Recent studies have revealed significant shortcomings in the work of Google’s flagship generative artificial intelligence models, Gemini 1.5 Pro and 1.5 Flash, as reported by TechCrunch. Google has repeatedly highlighted Gemini’s ability to process massive amounts of data thanks to its large context window, claiming its models can analyze documents that are hundreds of pages long and search for information in video recordings. However, two independent studies have shown that in practice, these models cope much worse with such tasks.
Scientists from UMass Amherst, the Allen Institute for AI, and Princeton University tested Gemini’s ability to answer questions about the content of fiction books. The book submitted for the test contained approximately 260,000 words (about 520 pages). The results were disappointing. Gemini 1.5 Pro answered correctly only 46.7% of the time, and Gemini 1.5 Flash only 20% of the time. Further averaging the results showed that none of the models could achieve accuracy in answering questions above chance. Marzena Karpinska, co-author of the study, noted: “Although models such as Gemini 1.5 Pro can technically handle long contexts, we have seen many cases indicating that the models do not actually understand the content.”
Challenges in Analyzing Multimedia Data
The second study, conducted by scientists at the University of California, Santa Barbara, focused on Gemini 1.5 Flash’s ability to analyze video content, specifically image slides. The results were also unsatisfactory – out of 25 images, the AI gave correct answers only in half of the cases, and with an increase in the number of pictures, the accuracy of the answers dropped to 30%, which casts doubt on the effectiveness of the model in working with multimedia data. We’ll keep you updated on further developments.

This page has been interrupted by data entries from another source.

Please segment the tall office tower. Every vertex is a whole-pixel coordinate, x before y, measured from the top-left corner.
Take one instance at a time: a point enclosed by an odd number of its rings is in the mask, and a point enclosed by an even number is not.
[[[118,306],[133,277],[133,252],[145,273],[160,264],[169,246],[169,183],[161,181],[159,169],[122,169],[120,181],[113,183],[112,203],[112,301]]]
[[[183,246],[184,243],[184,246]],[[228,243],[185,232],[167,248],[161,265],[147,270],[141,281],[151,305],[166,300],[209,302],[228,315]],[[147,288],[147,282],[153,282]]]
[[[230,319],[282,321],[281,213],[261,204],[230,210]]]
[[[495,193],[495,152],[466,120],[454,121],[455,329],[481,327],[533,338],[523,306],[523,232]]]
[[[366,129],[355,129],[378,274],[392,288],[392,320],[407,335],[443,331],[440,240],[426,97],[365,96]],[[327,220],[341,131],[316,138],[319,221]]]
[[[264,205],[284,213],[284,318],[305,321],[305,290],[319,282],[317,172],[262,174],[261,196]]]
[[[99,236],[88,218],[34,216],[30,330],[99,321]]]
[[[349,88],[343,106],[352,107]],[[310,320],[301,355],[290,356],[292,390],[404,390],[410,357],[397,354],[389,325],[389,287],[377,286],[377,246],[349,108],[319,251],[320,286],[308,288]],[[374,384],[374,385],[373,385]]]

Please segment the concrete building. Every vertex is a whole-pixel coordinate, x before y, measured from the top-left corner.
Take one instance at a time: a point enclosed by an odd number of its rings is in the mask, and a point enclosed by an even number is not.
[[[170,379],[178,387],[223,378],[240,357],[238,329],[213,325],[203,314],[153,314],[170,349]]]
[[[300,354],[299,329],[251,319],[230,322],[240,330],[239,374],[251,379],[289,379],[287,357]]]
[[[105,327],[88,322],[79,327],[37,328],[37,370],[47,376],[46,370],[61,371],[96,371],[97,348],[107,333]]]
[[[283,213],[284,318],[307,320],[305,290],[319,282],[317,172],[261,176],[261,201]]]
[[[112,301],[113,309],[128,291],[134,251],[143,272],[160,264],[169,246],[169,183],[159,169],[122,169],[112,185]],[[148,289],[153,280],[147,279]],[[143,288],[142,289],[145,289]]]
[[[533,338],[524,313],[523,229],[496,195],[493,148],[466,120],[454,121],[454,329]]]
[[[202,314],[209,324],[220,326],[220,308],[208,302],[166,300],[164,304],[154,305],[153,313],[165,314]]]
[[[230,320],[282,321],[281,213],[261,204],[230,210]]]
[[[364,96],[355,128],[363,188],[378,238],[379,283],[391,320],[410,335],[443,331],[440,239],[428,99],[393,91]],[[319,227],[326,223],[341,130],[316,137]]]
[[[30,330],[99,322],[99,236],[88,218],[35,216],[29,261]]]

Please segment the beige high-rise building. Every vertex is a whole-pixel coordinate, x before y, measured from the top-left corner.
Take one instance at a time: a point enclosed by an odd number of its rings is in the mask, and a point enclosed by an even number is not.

However, it is noted that none of the studies went through the peer review process, and moreover, the latest versions of the models with a context of 2 million tokens were not tested. Nonetheless, the findings raise serious questions about the real capabilities of generative AI models in general, and the validity of the tech giants’ marketing claims.
This research comes amid growing skepticism about generative AI, notes NIXsolutions. Recent surveys by the international consulting company Boston Consulting Group showed that about half of the senior executives surveyed do not expect a significant increase in productivity from using generative AI and are concerned about possible errors and data security problems. Experts are calling for the development of more objective criteria for assessing the capabilities of AI and for greater attention and independent criticism. Google has not yet commented on the results of these studies.